Andrew Thorburn, CEO of National Australia Bank (NAB), said the tax will impact millions of everyday Australians including employees, customers and shareholders.

“It is not just a tax on a bank. It is a tax on every Australian who benefits from, and is part of, our industry,” he said.

Those affected include 10 million NAB customers (depositors and borrowers), 570,000 direct NAB shareholders, over 1,700 suppliers to NAB and the 34,000 staff at the major bank, he said.

“A tax cannot be absorbed. This tax is borne by these people. It is not possible to impose a tax without an impact on people, and therefore the wider community.”

“While we wait for further information about how this tax is proposed to work, our focus at NAB remains on supporting our customers during what is a critical time in the Australian economy.”

Brian Hartzer, group CEO of Westpac, said the tax was a hit on bank customers as well as a “stealth tax” on the retirement savings of millions of Australians.

“Yesterday, $14 billion of value was wiped off Australian bank shares because of speculation around this new tax,” he said.

“There is no ‘magic pudding’. The cost of any new tax is ultimately borne by shareholders, borrowers, depositors, and employees.”
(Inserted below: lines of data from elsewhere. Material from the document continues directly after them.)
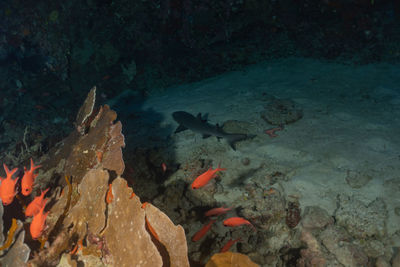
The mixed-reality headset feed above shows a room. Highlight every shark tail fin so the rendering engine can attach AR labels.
[225,134,255,150]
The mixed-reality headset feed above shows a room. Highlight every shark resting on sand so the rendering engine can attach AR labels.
[172,111,255,150]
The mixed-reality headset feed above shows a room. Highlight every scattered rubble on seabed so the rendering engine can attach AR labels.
[0,58,400,266]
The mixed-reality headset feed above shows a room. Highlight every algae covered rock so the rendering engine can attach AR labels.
[206,251,259,267]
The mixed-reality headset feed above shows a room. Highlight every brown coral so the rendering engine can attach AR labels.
[104,178,163,267]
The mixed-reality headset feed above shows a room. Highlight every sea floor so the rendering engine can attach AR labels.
[112,58,400,266]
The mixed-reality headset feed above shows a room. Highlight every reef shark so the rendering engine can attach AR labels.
[172,111,255,150]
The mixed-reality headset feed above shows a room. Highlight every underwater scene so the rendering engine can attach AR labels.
[0,0,400,267]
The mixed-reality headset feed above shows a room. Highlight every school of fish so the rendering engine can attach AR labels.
[0,159,50,239]
[0,159,256,252]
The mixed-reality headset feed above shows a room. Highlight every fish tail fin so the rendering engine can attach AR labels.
[225,134,254,150]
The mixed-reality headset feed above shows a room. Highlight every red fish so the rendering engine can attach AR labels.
[192,220,216,242]
[0,164,18,206]
[29,199,49,239]
[219,238,241,253]
[224,217,256,231]
[25,188,50,217]
[21,158,41,196]
[192,166,226,189]
[161,162,167,173]
[204,207,232,217]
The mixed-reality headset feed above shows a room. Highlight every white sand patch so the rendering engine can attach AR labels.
[135,58,400,240]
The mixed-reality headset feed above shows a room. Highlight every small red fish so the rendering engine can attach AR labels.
[224,217,256,231]
[25,188,50,217]
[0,164,18,206]
[106,184,114,204]
[192,166,226,189]
[21,158,42,196]
[219,238,241,253]
[192,220,216,242]
[204,207,232,217]
[161,162,167,173]
[29,199,49,239]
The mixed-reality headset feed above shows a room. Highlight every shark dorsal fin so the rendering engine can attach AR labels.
[175,124,188,133]
[196,112,208,122]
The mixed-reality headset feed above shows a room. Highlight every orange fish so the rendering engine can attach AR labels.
[192,166,226,189]
[161,162,167,173]
[21,158,41,196]
[219,238,241,253]
[0,164,18,206]
[224,217,256,231]
[192,220,216,242]
[106,184,114,204]
[25,188,50,217]
[204,207,232,217]
[29,199,49,239]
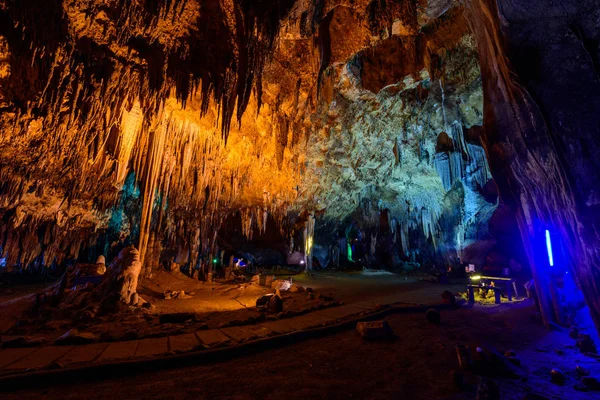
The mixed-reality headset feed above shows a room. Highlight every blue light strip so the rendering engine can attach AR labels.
[546,229,554,267]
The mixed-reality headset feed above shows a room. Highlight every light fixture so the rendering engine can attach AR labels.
[546,229,554,267]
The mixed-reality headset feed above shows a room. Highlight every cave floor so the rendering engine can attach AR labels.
[0,271,436,345]
[3,301,600,400]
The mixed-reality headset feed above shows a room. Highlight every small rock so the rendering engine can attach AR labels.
[523,393,548,400]
[504,350,517,358]
[475,377,500,400]
[158,313,195,324]
[267,295,283,313]
[121,329,139,340]
[356,321,395,339]
[290,283,304,293]
[129,292,140,306]
[575,365,590,376]
[425,308,442,325]
[46,361,64,369]
[265,275,275,288]
[573,383,590,392]
[450,370,465,389]
[54,329,96,345]
[577,333,596,353]
[271,279,292,291]
[550,368,565,385]
[581,376,600,390]
[442,290,456,304]
[506,357,521,367]
[569,325,579,339]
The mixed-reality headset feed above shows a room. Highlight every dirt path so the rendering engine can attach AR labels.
[3,304,600,400]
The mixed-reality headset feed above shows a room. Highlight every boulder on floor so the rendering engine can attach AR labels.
[271,279,292,292]
[54,329,97,345]
[356,321,395,339]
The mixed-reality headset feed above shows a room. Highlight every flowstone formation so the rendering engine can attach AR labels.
[0,0,496,276]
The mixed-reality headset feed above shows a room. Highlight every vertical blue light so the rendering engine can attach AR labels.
[546,229,554,267]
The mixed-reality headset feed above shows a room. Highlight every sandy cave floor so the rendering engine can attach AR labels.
[0,271,431,345]
[3,301,600,400]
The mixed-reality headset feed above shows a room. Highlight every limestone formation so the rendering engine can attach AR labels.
[99,246,142,305]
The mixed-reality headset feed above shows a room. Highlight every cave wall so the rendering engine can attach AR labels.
[467,0,600,327]
[0,0,506,269]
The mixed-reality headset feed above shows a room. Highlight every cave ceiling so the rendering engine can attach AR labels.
[0,0,496,265]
The banks were already Australia’s largest taxpayers, he said, with Westpac paying more than 30% of its profits in tax.

“It is disappointing that the Australian Government has implicitly favoured large foreign banks over Australian banks operating in their home market.”

“In addition these reforms are directly counter to APRA’s objective of making the banks unquestionably strong, as higher taxes reduce the banks’ ability to generate capital that supports lending and stability in times of stress.”
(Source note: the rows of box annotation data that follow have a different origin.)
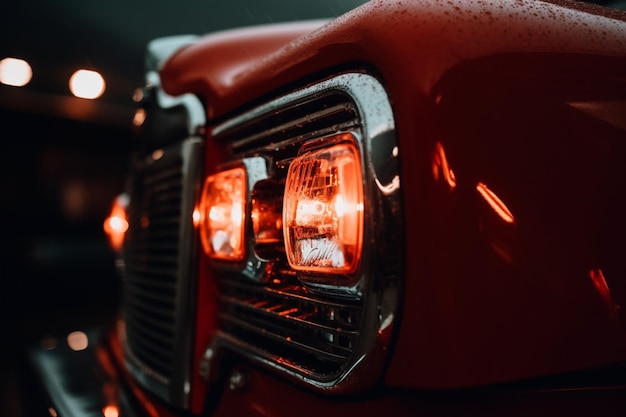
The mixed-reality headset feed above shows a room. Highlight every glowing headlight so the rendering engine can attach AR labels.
[103,194,129,252]
[283,143,363,273]
[200,168,246,261]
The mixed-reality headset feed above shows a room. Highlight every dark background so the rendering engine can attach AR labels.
[0,0,624,417]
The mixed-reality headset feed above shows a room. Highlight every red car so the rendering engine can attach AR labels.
[31,0,626,417]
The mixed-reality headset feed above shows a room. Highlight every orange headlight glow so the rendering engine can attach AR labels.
[199,168,246,261]
[283,144,363,273]
[103,194,129,252]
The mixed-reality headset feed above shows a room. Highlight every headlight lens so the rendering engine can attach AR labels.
[200,168,246,261]
[103,194,130,252]
[283,143,363,274]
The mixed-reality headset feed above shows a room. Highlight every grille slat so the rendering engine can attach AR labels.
[124,153,183,390]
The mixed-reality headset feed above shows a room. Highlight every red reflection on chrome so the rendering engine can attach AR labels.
[433,142,456,190]
[589,268,616,317]
[476,182,515,223]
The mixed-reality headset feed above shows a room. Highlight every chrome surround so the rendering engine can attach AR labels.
[201,73,404,393]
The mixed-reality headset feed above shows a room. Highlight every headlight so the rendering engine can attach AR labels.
[283,140,363,274]
[103,194,129,252]
[200,168,247,261]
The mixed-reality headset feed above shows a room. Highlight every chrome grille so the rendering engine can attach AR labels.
[123,137,204,406]
[125,154,183,379]
[209,74,401,391]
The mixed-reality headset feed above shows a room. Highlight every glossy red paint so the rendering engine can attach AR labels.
[161,0,626,394]
[161,20,326,118]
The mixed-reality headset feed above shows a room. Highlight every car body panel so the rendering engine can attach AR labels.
[29,0,626,416]
[156,1,626,388]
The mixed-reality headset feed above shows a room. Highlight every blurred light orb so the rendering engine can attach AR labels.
[70,69,105,99]
[67,331,89,351]
[0,58,33,87]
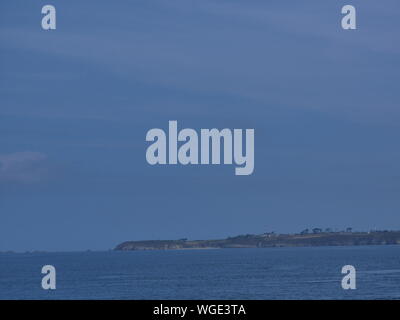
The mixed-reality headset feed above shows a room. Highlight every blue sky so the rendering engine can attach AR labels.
[0,0,400,251]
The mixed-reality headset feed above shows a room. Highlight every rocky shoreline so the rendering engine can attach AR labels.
[114,231,400,251]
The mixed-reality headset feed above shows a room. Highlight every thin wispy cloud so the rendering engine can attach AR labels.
[0,151,48,184]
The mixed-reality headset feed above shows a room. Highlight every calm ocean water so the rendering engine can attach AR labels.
[0,246,400,299]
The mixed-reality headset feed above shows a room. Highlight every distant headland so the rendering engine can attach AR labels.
[114,228,400,251]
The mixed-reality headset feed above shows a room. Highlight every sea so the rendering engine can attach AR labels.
[0,245,400,300]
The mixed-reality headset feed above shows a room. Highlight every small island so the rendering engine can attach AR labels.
[114,228,400,251]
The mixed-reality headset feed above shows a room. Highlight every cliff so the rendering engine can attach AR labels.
[114,231,400,251]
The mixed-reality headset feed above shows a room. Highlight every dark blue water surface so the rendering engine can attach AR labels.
[0,246,400,299]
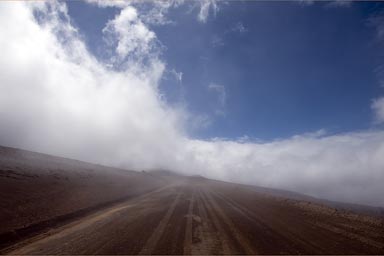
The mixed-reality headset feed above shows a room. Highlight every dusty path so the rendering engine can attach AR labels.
[5,178,384,255]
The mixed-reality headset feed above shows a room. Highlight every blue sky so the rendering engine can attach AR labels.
[68,1,384,140]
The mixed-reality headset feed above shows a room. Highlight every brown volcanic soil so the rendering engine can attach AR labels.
[0,148,384,255]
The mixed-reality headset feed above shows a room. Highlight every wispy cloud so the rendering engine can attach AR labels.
[197,0,219,23]
[208,83,227,115]
[0,2,384,206]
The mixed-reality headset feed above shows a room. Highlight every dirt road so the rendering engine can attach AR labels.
[3,178,384,255]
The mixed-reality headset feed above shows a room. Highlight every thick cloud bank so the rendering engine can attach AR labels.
[0,2,384,206]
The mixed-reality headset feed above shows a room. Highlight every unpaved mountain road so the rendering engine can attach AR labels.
[5,177,384,255]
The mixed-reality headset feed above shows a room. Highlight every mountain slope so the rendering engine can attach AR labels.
[0,147,384,255]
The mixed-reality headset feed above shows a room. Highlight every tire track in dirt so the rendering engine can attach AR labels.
[7,186,176,254]
[191,187,226,255]
[139,191,181,255]
[183,189,195,255]
[204,191,257,254]
[215,192,325,253]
ANZ had a more neutral tone when responding to the tax saying “at this stage it is too early to provide a definitive estimate of the financial impact on ANZ”.

An update to the market will be provided once an analysis is complete, ANZ said.

The Commonwealth Bank of Australia (CBA) also took a softer tone with CEO Ian Narev saying time was needed to work through the implications.

“This is particularly so given the lack of detail and the absence of any consultation. However, as every business owner or employee knows, every extra cost needs to be borne by customers or shareholders, or a combination of both.”

CBA looked forward to the Treasury outlining how this tax will apply in practice, he said.

“Once we have received all the details on the new tax, we will do our best to strike the right balance to ensure we continue to enhance the financial wellbeing of people, businesses and communities.”

Finally, chief executive of the Australian Bankers’ Association (ABA), Anna Bligh, slammed the tax, saying it was a “direct attack” on jobs and growth which could hurt investment.

“Contrary to the government’s claim that the tax will only be levied on banking liabilities, the reality is that it will affect the entire banking system,” she said.

“This new tax is not a well thought out policy response to a public interest issue, it is a political tax grab to cover a budget black hole.”

She called the tax “naive and misguided” and expressed her disappointment at the lack of consultation with industry around the proposed levy.

“In a period in which there has never been more consultation between government and banks on a wide range of issues, on this issue there has been none.”